The report also said that because many teenagers who stay up late texting are not only getting less sleep, they are also lacking the deep REM sleep essential for processing and storing information from that day into memory.
“So even if they stay awake in algebra class, they may not remember what happened in class yesterday,” Professor Rich had explained.
The paediatrician had also said that seductive digital pursuits such as gaming, social media, and other online activities appear to activate the brain’s reward system, as they work on what’s called a variable reward system, similar to slot machine gaming, as they balance the hope of big winnings “with a little bit of frustration, and unlike the slot machine, a sense of skill needed to improve”.
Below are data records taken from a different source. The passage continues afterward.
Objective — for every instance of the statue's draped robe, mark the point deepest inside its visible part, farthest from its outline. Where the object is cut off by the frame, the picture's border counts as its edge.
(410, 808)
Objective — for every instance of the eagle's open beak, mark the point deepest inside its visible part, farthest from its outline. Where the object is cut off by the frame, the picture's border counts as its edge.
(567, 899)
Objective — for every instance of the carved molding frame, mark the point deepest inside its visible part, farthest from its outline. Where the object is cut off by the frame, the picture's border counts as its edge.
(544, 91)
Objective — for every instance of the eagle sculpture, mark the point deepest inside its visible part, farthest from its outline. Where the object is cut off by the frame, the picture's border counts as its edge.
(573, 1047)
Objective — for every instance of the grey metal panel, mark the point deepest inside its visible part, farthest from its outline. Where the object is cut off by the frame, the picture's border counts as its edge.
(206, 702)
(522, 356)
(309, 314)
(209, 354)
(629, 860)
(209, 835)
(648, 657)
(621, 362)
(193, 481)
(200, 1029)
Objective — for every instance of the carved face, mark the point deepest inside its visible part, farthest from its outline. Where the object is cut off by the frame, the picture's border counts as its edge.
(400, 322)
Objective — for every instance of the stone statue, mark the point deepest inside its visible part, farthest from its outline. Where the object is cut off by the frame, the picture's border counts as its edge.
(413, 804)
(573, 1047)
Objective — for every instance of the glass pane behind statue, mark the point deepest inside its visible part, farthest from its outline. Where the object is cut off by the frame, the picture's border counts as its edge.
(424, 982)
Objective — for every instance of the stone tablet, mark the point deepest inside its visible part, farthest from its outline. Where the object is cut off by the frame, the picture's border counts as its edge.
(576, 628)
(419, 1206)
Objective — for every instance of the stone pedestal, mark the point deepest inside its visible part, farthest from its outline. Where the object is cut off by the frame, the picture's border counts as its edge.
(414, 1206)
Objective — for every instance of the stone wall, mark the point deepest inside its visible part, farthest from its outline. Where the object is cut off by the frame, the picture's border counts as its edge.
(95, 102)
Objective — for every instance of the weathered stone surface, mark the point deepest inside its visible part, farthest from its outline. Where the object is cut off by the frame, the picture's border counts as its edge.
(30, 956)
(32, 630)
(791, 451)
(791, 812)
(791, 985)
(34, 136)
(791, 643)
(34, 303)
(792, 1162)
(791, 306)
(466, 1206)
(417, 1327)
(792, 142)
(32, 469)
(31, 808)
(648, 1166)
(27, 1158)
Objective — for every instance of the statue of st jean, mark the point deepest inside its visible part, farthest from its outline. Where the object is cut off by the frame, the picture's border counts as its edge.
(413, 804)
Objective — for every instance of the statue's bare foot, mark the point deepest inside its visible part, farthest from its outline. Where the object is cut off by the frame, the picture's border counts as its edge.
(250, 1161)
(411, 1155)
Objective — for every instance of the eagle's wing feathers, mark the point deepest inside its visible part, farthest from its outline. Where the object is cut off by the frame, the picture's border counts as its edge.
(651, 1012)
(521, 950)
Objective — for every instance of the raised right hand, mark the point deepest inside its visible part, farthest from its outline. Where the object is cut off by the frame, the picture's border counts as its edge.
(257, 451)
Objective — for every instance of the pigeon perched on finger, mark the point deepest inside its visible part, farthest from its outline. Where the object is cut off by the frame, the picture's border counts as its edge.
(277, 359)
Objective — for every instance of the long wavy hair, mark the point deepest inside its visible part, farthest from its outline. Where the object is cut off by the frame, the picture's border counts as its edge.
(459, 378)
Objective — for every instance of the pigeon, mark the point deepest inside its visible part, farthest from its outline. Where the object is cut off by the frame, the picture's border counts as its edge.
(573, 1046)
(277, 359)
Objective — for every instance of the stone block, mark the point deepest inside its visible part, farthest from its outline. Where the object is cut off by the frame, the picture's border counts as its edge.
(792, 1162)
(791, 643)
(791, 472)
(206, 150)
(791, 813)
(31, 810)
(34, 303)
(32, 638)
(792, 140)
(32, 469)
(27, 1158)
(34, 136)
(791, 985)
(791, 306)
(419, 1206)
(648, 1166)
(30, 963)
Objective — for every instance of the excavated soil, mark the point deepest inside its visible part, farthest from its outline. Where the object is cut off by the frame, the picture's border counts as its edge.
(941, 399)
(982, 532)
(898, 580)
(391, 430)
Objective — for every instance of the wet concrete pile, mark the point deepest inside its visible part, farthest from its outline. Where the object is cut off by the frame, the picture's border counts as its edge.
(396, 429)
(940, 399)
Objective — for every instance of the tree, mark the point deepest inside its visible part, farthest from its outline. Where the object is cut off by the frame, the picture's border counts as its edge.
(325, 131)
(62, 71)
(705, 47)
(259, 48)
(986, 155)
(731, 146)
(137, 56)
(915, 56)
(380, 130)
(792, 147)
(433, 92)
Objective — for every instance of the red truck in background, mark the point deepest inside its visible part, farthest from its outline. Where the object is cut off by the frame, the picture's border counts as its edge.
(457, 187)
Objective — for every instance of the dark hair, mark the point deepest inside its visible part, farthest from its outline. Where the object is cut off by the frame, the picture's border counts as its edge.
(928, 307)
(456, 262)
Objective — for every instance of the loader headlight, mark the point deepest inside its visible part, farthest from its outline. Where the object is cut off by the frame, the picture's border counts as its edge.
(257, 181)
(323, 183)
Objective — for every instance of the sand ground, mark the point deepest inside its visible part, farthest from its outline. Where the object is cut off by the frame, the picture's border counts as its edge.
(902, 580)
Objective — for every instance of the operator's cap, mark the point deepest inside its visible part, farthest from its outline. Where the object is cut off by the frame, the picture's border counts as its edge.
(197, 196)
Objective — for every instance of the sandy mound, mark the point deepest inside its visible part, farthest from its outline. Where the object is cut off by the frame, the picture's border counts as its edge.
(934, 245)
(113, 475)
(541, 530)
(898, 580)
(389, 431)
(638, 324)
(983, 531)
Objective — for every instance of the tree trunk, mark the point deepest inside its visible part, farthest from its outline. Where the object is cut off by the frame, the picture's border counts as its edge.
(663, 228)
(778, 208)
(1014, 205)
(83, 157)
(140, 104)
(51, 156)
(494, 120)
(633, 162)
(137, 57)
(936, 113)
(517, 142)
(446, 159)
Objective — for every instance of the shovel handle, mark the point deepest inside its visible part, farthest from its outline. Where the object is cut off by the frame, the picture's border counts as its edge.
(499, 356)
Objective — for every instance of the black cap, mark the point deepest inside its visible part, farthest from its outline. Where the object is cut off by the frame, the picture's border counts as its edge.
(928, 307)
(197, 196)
In further explaining the phenomenon, Professor Rich had said that “a young person’s brain lacks a fully developed self-control system to help them with stopping this kind of obsessive behavior”.
He had also recommended a balanced approach to screen use, initiatives aimed at enhancing the positive and mitigating the negatives, as “we don’t want to be in a moral panic because kids are staring at smartphones”.
The focus he said, ought to be on what is happening when children are “staring at their smartphone, in terms of their cognitive, social, and emotional development”, since as with most things, “it will probably be a mix of positive and negative”.